Environmental relevance

Environmental concentrations of most PAHs in heavily polluted areas are below the non-UV LC50s for those individual compounds. However, non-UV LC50 values in the literature are likely orders of magnitude underprotective of photo-induced effects. Polycyclic aromatic hydrocarbons have been detected in groundwater from as low as 0.1 ng/L (in uncontaminated groundwater) to as high as 6100 µg/L (groundwater near an asphalt production plant) 35, 36. Groundwater samples from Washington, USA, contained ∑PAHs up to 870 µg/L and showed that phenanthrene, anthracene, and pyrene co-occurred 36. Levels of carbazole in creosote and other contaminated ground water samples were detected ranging from 0.05 µg/L to 150 µg/L (and measured as high as 4300 µg/L), and co-occurred with pyrene, phenanthrene, and in some cases anthracene 37.

Polycyclic aromatic hydrocarbon concentration combined with UV dose determines the level of phototoxicity; thus, UV penetration into the water column and attenuation of UV is an important factor for phototoxicity in the natural environment.
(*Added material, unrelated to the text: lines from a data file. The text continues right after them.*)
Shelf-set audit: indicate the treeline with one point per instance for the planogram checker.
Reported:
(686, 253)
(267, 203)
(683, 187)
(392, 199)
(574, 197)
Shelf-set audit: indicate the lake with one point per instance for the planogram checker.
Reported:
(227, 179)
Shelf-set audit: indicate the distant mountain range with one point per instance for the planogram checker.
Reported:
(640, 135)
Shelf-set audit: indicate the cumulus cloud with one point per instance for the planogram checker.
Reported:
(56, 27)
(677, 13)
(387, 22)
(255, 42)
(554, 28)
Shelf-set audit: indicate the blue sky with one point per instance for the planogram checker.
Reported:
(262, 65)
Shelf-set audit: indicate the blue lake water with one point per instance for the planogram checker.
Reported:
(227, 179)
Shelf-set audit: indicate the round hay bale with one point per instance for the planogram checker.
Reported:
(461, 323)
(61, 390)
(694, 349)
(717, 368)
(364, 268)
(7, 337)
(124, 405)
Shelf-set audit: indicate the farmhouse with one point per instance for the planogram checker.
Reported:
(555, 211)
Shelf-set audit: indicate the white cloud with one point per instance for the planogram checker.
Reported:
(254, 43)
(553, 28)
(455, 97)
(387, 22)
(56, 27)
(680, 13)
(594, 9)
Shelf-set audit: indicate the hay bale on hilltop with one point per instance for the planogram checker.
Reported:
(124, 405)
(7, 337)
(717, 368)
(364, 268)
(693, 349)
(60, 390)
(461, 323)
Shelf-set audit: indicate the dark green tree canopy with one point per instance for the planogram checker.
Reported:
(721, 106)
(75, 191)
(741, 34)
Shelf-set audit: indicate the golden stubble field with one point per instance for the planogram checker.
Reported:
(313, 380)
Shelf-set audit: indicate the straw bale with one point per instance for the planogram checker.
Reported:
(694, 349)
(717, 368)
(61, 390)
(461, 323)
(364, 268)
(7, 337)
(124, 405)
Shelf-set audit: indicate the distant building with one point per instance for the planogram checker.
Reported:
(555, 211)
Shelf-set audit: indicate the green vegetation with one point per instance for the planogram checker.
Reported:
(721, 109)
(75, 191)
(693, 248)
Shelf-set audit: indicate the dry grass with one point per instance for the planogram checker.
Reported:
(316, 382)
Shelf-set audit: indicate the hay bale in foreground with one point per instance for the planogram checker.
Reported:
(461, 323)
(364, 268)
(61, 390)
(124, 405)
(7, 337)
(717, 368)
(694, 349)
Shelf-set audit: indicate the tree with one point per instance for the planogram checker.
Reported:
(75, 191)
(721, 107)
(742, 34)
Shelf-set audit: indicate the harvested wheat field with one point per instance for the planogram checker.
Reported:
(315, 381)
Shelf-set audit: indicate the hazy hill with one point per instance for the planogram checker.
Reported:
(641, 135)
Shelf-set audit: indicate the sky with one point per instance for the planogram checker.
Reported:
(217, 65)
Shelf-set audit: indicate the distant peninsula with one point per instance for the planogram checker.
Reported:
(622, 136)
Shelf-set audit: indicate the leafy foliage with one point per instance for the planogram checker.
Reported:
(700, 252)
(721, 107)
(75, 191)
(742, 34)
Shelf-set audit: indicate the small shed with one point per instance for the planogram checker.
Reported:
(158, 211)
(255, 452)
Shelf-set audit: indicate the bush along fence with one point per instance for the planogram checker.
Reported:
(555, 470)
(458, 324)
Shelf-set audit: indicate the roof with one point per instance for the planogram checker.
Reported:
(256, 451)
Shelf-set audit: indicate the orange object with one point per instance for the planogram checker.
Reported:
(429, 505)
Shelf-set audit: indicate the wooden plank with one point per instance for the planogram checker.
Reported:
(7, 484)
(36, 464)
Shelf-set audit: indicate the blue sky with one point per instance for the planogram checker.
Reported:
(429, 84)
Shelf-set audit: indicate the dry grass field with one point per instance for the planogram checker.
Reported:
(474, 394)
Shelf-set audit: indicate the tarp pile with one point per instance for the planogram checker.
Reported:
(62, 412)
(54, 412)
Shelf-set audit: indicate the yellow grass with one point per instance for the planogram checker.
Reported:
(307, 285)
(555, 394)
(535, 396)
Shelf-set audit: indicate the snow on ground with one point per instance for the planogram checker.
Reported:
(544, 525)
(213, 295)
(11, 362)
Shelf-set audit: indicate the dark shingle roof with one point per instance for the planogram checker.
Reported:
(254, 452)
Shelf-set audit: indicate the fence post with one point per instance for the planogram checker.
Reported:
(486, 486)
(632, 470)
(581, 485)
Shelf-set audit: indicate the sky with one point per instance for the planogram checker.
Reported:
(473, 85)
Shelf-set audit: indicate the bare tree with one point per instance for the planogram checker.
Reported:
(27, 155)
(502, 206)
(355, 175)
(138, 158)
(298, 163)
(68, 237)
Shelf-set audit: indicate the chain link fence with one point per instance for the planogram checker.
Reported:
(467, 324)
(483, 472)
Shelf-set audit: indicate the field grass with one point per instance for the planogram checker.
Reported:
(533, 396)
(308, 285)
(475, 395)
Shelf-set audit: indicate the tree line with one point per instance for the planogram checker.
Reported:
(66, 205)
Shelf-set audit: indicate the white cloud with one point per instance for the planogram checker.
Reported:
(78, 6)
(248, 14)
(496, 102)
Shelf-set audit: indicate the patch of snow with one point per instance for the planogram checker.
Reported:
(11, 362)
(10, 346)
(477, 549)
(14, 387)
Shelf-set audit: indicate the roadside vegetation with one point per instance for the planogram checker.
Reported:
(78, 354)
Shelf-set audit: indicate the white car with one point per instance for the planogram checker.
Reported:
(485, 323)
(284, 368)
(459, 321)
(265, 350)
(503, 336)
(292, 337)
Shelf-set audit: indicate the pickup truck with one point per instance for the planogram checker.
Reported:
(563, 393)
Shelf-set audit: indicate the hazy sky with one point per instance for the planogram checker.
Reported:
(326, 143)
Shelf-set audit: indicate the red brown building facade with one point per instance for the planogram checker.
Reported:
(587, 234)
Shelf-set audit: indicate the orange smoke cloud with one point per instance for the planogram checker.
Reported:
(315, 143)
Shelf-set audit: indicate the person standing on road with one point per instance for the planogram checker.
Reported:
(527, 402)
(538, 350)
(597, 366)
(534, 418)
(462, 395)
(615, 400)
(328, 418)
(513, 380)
Environment-specific factors influence UV dose, including attenuation of UV radiation, time of day, season of year, characteristics of the water itself (humic content, macrophage population, and so on), and even organism food type 38-40. Ultraviolet light can penetrate surface waters 10 m to 12 m in Lake Michigan (USA) 7, 38 and up to 37 m in Lake Tahoe (USA), depending on water properties and geographical location 41, 42. In Prince William Sound (AK, USA), the potential for photo-enhanced toxicity of PAHs to larval fish was identified based on measured UV radiation 39, 43.

Overall, photo-induced toxicity of PAH in the natural environment should be a consideration in several types of aquatic systems. For example, spawning grounds are usually near-shore, shallow areas that have high UV light exposures and contain a high concentration of susceptible species (transparent organisms such as larvae and embryos). Near-surface pelagic spawners or other species with juveniles or larvae that are buoyant and do not migrate to depth during the daytime hours are susceptible to both surface PAH concentrations and high UV regimes. High-elevation, oligotrophic lakes and streams receive high UV doses, contain oxygen stress–intolerant species (susceptible to oxidative stress), and are often impacted by recreational activities such as boating. Because PAHs can also accumulate in sediments, UV penetration to littoral zone sediments can create potential pathways for phototoxicity for benthic organisms. When taking into account the additive effect of PAH mixtures, there are cases in which environmental exposure to PAHs and UV radiation exceeds toxic values and the potential for photo-induced toxicity in the natural environment exists.